Air travel receives it’s fair share of criticisms. And to be sure, from surly gate agents and flight attendants to frequent delays to broken equipment and ridiculous security screenings, there are certainly no shortage of annoyances about which to complain.

But at least the airline doesn’t drop you off in the middle of the night at a closed airport in a sketchy part of town.

And you typically aren’t seated next to ex-cons who are jumping parole.

For that kind of travel-industry service experience you evidently need to purchase a Greyhound bus ticket.

Surprisingly though, tickets on Greyhound don’t come cheap when compared against other transportation options. Which leads matt.bratton to wonder, why is Greyhound customer service so atrocious. Members of the City-Data forums offer several opinions, but most fall into one camp, expressed clearly, if depressingly, by jlawrence01:

If I go into a supermarket in the suburbs – take Kroger’s as an example, the store is very clean, upscale and very pleasant. If I head into a Kroger’s in the inner-city of the same city, it is a complete dump. Why? Because the chain does not really feel that they need to provide the same quality service to lower income people.


Greyhound is the same way. They view their customers as low income, no class people and generally treat them like that. They don’t really care if the terminals are clean or if their drivers curse customers and the like.

Now there’s an uncomfortable idea if I have ever heard one.

Do you think service organizations might actually treat some people worse not based on the amount of money they spend, but based on a perception that they are “lower class” and therefore don’t need to be treated better? Is it possible that a company like Greyhound (and mind you, I’m not saying this is how the people at Greyhound think – I’m just pulling on a thread¬†here) assumes that people who for whatever reason consider bus travel as a first option (cost evidently being only one, somewhat minor factor) simply don’t expect or need to be provided a high-level of service?

Or, to put it another way, would Greyhound, or any bus service for that matter, have a better chance of attracting more customers if it were to improve its service? Would you travel by bus if you knew the busses were new and maintained well, the seats were comfortable, and there were plenty of quality in-ride entertainment options? Would clean terminals with dining and restroom options that were fully staffed with security personnel 24-7-365 cause you to consider the bus as a travel option?

Or, to put it in even another way – would you consider traveling by bus within the U.S. if Greyhound was more like the Mexican bus system?

There is much catching up Mexico has to do to reach the level of the United States in economic development, but bus service isnt one of them.

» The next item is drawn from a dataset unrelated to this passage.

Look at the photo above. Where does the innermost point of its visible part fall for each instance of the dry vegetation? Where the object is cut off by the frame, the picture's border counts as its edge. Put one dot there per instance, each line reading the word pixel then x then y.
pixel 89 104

Mexican buses are excellent and first class. Many lines have a premium service where you get a complimentary snack and a movie, special waiting room and a movie. Plus comfy seats and leg room. Bus stations are more like airports and there is a selection of snack bars and convenience stores at most stations. You are treated like a respected customer rather than cattle ~SoCal Midwest Noobie

An interesting discussion to be sure. Read the thread in its entirety: Why does Greyhound have such horrible customer service?

Bus sign” by Karyn Christner. CC BY 2.0.


  1. Ive taken MegaBus and bolt bus and found the experience a great value for the price (note, under $20).

    Perhaps greyhound will match their service levels. Busses in the USA are undergoing major shifts. Power outlets, wifi, direct routes with fewer stops, better scheduling are all finally starting to trickle out, and with city-center locations and low prices, some trips are better served by bus than they are by air or train. But ultimately, you get what you pay for, and a $1-30 bus ticket doesn’t warrant a first class product.

    Also, who wants to work for greyhound? If they can’t get excellent employees, how can they have an excellent product and service?

  2. i disagree! Greyhound gave my wife and I a voucher for travel after we had to cancel our ticket. cutomer service was great! Thank you greyhound!

  3. I used Greyhound recently and found it to be similar to the experiences I have had with Megabus. The normal airport shuttle fare to PHX is $44 per person each way. Greyhound gave us a companion fare of $35 for two people round trip. The bus was clean, drivers and agents were friendly, and the onboard wifi worked.